Sure, I've uploaded this: https://github.com/nelson687/springboot-liquibase - I ran ./gradlew generateChangelog and got the empty changelog, then I ran ./gradlew diffChangeLog against an empty database and got the changelog populated. After this, I run the app, and I get the database structure created, now, if I remove a property from TestTable and run ./gradlew diffChangeLog again, this is when I get the issues in the file

stevesaliman commented 5 years ago

A can now reproduce the problem, but I'm not sure what could be causing it. I'm pretty sure the error is in the Liquiabse Groovy DSL. I'll keep working on it.

nelson687se commented 5 years ago

I tried without the Liquibase Groovy DSL and it's also happening the same. Is there no workaround for this then? The only option is to write the changesets manually?

stevesaliman commented 5 years ago

I seem to remember trying it without the DSL and having it do the right thing. I'll have to try it again to be sure.
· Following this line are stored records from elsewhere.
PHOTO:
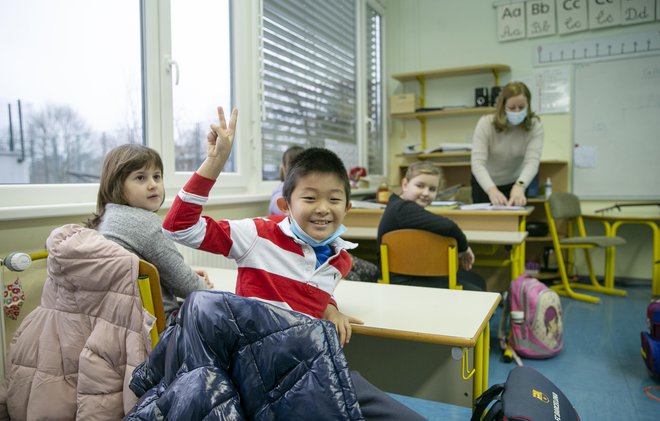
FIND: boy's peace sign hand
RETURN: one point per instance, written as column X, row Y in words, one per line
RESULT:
column 221, row 137
column 220, row 140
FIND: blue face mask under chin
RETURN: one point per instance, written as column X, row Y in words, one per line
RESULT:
column 298, row 232
column 516, row 118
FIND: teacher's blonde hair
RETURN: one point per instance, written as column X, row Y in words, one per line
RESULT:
column 510, row 90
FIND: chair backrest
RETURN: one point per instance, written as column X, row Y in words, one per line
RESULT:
column 564, row 205
column 419, row 253
column 152, row 297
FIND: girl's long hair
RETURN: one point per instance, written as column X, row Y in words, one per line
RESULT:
column 119, row 163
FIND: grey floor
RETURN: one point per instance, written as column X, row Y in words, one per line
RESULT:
column 600, row 368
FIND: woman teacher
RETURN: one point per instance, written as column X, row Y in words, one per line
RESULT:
column 506, row 149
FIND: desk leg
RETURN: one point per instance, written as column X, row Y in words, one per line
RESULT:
column 655, row 273
column 517, row 260
column 522, row 227
column 481, row 355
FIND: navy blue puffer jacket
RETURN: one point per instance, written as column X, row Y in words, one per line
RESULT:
column 235, row 358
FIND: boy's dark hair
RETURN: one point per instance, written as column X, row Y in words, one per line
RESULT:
column 289, row 155
column 315, row 160
column 119, row 163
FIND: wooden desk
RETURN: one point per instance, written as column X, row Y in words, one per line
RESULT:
column 409, row 319
column 649, row 216
column 514, row 239
column 474, row 221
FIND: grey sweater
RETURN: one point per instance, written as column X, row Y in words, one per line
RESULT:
column 139, row 231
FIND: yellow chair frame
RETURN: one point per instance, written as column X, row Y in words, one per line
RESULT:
column 419, row 253
column 152, row 297
column 565, row 207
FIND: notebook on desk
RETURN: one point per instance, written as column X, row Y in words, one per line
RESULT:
column 488, row 206
column 363, row 204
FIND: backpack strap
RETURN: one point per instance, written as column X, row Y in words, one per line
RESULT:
column 481, row 403
column 503, row 329
column 495, row 412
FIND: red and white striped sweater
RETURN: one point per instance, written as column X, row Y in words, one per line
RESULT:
column 273, row 264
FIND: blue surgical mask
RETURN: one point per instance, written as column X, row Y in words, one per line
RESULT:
column 516, row 118
column 298, row 232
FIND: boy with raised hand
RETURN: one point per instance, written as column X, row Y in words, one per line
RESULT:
column 295, row 263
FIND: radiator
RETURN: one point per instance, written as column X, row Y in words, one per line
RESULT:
column 201, row 258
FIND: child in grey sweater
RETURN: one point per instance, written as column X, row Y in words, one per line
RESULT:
column 130, row 192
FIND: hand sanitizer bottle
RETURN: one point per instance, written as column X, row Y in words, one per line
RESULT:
column 548, row 187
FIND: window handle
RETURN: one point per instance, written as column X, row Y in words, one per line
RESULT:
column 172, row 64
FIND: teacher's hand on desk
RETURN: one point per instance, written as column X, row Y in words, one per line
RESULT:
column 466, row 259
column 496, row 197
column 517, row 196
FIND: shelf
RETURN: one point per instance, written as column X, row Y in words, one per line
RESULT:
column 449, row 72
column 438, row 155
column 421, row 78
column 450, row 112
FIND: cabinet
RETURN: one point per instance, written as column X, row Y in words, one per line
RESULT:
column 422, row 77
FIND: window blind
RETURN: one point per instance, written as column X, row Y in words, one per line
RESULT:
column 375, row 123
column 309, row 78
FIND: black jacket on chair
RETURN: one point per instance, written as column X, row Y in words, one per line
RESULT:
column 234, row 358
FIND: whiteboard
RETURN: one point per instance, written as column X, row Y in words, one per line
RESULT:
column 617, row 129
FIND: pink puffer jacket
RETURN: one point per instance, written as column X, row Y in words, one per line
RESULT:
column 73, row 356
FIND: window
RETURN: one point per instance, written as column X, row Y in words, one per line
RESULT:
column 94, row 75
column 374, row 76
column 310, row 81
column 201, row 76
column 71, row 88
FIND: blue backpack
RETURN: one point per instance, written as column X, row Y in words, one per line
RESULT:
column 651, row 339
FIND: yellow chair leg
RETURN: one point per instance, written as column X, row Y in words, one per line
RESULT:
column 565, row 287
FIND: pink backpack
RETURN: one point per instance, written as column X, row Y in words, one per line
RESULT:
column 533, row 316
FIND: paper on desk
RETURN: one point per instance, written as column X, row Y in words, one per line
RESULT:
column 444, row 203
column 362, row 204
column 488, row 206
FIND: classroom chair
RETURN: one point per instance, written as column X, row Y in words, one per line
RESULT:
column 418, row 253
column 563, row 209
column 152, row 297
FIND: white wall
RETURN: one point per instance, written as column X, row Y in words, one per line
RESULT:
column 432, row 34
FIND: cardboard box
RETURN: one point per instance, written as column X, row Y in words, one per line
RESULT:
column 404, row 103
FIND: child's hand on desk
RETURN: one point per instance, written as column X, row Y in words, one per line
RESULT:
column 205, row 275
column 496, row 197
column 466, row 259
column 342, row 322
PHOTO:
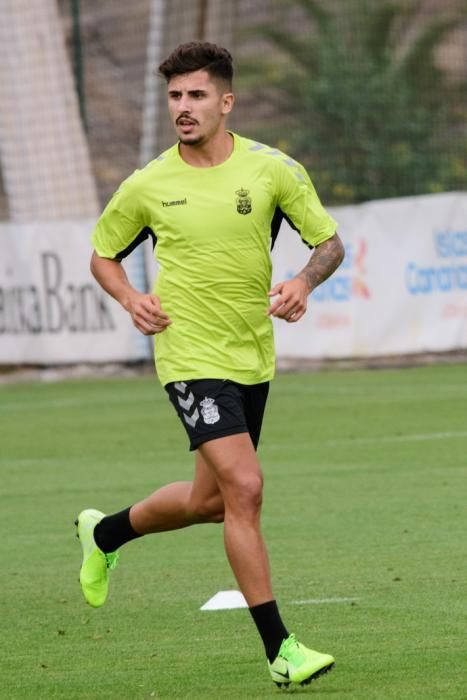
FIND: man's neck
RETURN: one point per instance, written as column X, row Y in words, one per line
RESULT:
column 214, row 152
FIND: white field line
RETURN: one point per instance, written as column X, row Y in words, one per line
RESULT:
column 75, row 402
column 410, row 437
column 323, row 601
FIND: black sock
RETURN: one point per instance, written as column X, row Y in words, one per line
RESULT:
column 270, row 626
column 114, row 530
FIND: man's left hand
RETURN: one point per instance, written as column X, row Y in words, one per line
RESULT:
column 291, row 302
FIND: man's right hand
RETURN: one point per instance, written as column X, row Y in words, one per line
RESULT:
column 146, row 313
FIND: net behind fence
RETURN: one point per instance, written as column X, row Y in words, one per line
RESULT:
column 370, row 96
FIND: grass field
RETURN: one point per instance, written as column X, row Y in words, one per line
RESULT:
column 365, row 516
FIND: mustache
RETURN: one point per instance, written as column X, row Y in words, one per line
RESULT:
column 187, row 118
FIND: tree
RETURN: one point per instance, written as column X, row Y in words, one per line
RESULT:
column 361, row 96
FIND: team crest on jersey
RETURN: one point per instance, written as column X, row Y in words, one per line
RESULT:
column 209, row 411
column 243, row 201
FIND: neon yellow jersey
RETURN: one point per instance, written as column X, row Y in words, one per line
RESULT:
column 213, row 229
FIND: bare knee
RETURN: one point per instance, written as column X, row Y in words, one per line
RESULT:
column 210, row 510
column 245, row 494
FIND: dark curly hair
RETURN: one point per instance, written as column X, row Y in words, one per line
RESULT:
column 199, row 55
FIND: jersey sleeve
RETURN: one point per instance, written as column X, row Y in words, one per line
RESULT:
column 121, row 226
column 300, row 204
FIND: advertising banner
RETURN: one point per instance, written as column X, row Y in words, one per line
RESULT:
column 402, row 287
column 51, row 309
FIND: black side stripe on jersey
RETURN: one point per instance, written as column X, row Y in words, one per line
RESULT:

I would be a bit surprised if the issue did wind up being a plugin issue since the plugin is just a thin wrapper around the main Liquibase method.

At the moment, the only workaround I can think of is to re-run generateChangeLog to recreate the changelog from scratch. However, if it changes the ids of the changesets, that won't help much.

I will work on a fix for this issue as soon as I can. Next weekend is out for me, but I should be able to work on it the following weekend.

stevesaliman commented 5 years ago

I have some good news and some bad news....

The good news is that I've found the source of the bug.

The bad news is that the bug is in Liquibase itself - the diffChangeLog command only supports XML changelogs.

I created CORE-3343 in the Liquibase Jira system to track this problem. There is also an explanation of why this is happening in the Jira.

If you aren't editing changelogs by hand, then the format is less important and you could switch to XML changelogs as a workaround. XML changelogs don't appear to have this problem.

stevesaliman commented 1 year ago

Closing due to inactivity. This can't be fixed without resolving the underlying Liquibase issue, and there hasn't been any movement on that issue in 5 years.